The spinoff will premiere Tuesday on ABC.

John Goodman is eager to build a new series, ABC’s “The Conners,” from the wreckage of last spring's “Roseanne” cancellation, but there’s clearly something – make that someone – missing.

“It felt great to be back, but there’s a hollow center. I miss Rosie real bad,” says Goodman, who worked with Roseanne Barr for a nine-year run starting in 1988 and last year's top-rated revival before she was fired after a racist tweet last spring.

With the exception of Barr, Goodman, who plays Dan Conner, will press on with the rest of the cast in the spinoff (Tuesday, 8 EDT/PDT), which includes Sara Gilbert, Laurie Metcalf, Lecy Goranson and Michael Fishman.

The blue-collar Illinois family will adjust to the apparent death – confirmed by Goodman in an interview in August – of irreverent matriarch Roseanne Conner, whose absence will be explained in Tuesday’s premiere.

“The Conners” will continue to look at topical issues from a working-class perspective, including health care, drug use, immigration and the struggle to make ends meet.

“We’re similar in that we have always wanted to stay true to this kind of family and the stories they would encounter struggling to make it emotionally, financially, but hopefully making people laugh and sometimes cry along the way," Gilbert says. "What’s different now is we are missing our matriarch in the show, so our roles are redefined as they would be in a family.
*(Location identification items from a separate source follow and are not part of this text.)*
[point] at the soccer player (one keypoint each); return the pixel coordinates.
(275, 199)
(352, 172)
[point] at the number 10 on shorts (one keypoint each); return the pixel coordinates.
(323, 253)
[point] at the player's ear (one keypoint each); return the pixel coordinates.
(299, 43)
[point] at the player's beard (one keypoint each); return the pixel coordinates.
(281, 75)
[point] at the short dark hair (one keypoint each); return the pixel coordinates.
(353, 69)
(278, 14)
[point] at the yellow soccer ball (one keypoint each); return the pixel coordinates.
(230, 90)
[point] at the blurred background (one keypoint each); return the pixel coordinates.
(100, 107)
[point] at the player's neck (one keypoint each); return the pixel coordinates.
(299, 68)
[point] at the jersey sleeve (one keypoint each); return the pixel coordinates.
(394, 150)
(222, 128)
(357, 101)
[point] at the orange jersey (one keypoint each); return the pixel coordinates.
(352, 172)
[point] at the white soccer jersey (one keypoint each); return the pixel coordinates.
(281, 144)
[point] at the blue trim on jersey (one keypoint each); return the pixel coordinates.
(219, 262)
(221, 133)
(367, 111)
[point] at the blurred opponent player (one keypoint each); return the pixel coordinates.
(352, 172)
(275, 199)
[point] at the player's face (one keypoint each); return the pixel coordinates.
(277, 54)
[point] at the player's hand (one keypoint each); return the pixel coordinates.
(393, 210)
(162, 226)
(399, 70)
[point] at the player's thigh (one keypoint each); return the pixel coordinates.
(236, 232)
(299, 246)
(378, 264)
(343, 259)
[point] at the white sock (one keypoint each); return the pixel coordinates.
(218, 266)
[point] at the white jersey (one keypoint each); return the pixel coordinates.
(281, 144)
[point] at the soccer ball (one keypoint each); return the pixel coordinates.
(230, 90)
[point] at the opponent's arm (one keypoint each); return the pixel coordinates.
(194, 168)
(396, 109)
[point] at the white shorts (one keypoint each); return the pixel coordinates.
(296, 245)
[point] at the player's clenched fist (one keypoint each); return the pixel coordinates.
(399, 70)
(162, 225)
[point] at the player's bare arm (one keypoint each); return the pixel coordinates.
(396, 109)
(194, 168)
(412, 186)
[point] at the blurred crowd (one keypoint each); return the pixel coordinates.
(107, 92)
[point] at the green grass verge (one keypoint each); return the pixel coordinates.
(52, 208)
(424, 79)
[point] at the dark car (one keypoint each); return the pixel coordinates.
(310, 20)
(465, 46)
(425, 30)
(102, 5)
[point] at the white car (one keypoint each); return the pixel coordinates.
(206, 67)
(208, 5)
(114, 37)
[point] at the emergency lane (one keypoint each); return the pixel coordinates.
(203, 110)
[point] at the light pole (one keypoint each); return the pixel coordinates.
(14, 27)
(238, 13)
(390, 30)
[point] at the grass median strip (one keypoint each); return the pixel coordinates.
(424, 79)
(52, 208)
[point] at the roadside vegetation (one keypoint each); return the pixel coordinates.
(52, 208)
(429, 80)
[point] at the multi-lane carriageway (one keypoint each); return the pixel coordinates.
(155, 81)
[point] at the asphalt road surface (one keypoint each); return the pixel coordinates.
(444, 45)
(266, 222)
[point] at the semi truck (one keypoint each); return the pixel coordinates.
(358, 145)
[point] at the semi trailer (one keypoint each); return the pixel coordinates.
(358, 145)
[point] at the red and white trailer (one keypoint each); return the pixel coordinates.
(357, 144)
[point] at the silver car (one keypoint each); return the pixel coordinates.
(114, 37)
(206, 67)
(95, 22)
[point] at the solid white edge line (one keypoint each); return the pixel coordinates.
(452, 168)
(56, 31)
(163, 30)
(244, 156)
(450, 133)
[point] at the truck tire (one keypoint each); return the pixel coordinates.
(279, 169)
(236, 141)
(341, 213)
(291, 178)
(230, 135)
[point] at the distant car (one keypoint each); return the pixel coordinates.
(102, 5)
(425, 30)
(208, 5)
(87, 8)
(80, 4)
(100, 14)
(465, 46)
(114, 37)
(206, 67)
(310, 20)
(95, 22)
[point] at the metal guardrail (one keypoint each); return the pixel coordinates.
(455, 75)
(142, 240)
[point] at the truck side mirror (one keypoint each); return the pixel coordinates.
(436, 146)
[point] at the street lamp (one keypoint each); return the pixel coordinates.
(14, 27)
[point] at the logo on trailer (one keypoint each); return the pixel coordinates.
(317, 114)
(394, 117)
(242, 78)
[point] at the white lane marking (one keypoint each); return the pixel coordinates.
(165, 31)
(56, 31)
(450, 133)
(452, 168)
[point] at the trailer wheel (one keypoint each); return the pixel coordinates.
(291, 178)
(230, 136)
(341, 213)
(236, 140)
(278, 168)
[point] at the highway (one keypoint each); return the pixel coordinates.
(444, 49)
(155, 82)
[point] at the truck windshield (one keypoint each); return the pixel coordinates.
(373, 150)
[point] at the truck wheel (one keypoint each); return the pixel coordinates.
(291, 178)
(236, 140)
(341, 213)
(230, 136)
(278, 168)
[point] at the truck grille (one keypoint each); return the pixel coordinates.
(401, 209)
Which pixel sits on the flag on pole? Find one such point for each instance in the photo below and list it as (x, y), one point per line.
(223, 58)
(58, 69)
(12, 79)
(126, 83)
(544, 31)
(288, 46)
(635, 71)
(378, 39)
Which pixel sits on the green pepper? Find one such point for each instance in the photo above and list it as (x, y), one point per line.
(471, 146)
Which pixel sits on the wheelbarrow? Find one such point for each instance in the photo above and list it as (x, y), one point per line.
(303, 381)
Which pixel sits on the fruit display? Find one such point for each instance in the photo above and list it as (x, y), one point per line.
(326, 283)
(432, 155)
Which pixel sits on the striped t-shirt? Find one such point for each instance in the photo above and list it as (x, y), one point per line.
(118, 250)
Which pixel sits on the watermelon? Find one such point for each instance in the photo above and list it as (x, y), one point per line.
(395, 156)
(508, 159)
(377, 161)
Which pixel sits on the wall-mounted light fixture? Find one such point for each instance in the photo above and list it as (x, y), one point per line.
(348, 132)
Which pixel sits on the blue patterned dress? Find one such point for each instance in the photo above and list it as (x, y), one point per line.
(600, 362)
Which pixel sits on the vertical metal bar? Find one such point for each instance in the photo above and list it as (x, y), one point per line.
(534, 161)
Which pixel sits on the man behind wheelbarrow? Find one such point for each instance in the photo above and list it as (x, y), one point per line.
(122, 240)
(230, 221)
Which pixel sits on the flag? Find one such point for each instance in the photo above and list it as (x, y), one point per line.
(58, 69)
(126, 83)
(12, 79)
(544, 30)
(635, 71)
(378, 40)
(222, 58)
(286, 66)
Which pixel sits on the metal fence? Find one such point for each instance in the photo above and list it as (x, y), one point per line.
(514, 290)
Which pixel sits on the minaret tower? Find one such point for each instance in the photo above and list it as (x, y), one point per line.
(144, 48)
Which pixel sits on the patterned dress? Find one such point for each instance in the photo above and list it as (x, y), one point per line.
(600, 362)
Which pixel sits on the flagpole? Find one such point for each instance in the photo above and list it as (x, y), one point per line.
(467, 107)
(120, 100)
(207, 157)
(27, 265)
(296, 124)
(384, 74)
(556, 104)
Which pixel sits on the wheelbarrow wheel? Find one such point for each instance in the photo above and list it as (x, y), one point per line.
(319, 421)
People step up, relationships strengthen, people have to step into more of a caregiver role. It’s allowed us to explore some new stories.”

Roseanne's rambunctious political opinions, and boosterism for President Trump, will be absent. But a new character, son D.J. Conner’s military-veteran wife, Geena (Maya Lynne Robinson), adds a different conservative perspective as an orderly, church-going arrival in the none-too-disciplined Conner home.

“Roseanne,” an iconic hit during its first incarnation, became TV's top-rated show (averaging 20 million viewers) and a cultural phenomenon when ABC revived it last March. But the network canceled the series in late May after Barr’s racist tweet about Valerie Jarrett, a former adviser to President Obama.

Goodman says he was "stunned" but not angered by the cancellation. "I tried to pretend to be calm about it and say, 'Well, that's show business,' but I kind of went into a spin for a couple of weeks."

Facing a huge hole in its schedule, the network was interested in a spinoff, and – because the show had already been renewed for a new season – the stars were owed pay for seven episodes.

But financial issues were secondary to creative decisions, says executive producer Tom Werner. “The principal actors all wanted to come back. They didn’t want the show to end. (But) if we didn’t feel we could deliver really strong, funny episodes, then nobody would have returned.” Nor could they had Barr not withdrawn from financial participation, a condition set by ABC.

Werner says he considers Barr family and has been in touch since she was fired. "In my last conversation with her, she was doing quite well," he says, predicting she'll have "mixed feelings" about the new show.

Goodman says he was immediately on board when Gilbert, who's also an executive producer, approached him about the spinoff. "This might be some kind of closure. I don't know," he says. "But it's nice to have a chance."

Gilbert says "we owe a debt to our viewers" who made the revival a hit. "There are not enough shows about the working class and telling stories thru the lens of humor, heart, love and comedy."

In the new 10-episode season, Darlene (Gilbert) starts a new relationship after learning her ex-husband David (guest star Johnny Galecki) has a girlfriend (Juliette Lewis); and Jackie teaches English as a second language and starts a relationship with one of her adult students. Muslim neighbors who drew Roseanne’s suspicions – and then support – in "Roseanne" return for a "Conners" Halloween episode.

Goodman, who misses “just sitting around and giggling" with Barr on set, acknowledges that the new show will be different without “that center of gravity.” But he’s happy to be back with his colleagues. “It’s like a family around here. We make each other laugh.”

He won't predict how the new show will fare. “We did impossible numbers last year, so I don't want to think about that, but if they give us a chance and keep tuning in, who knows? I don't worry. I’m just glad I’m here.”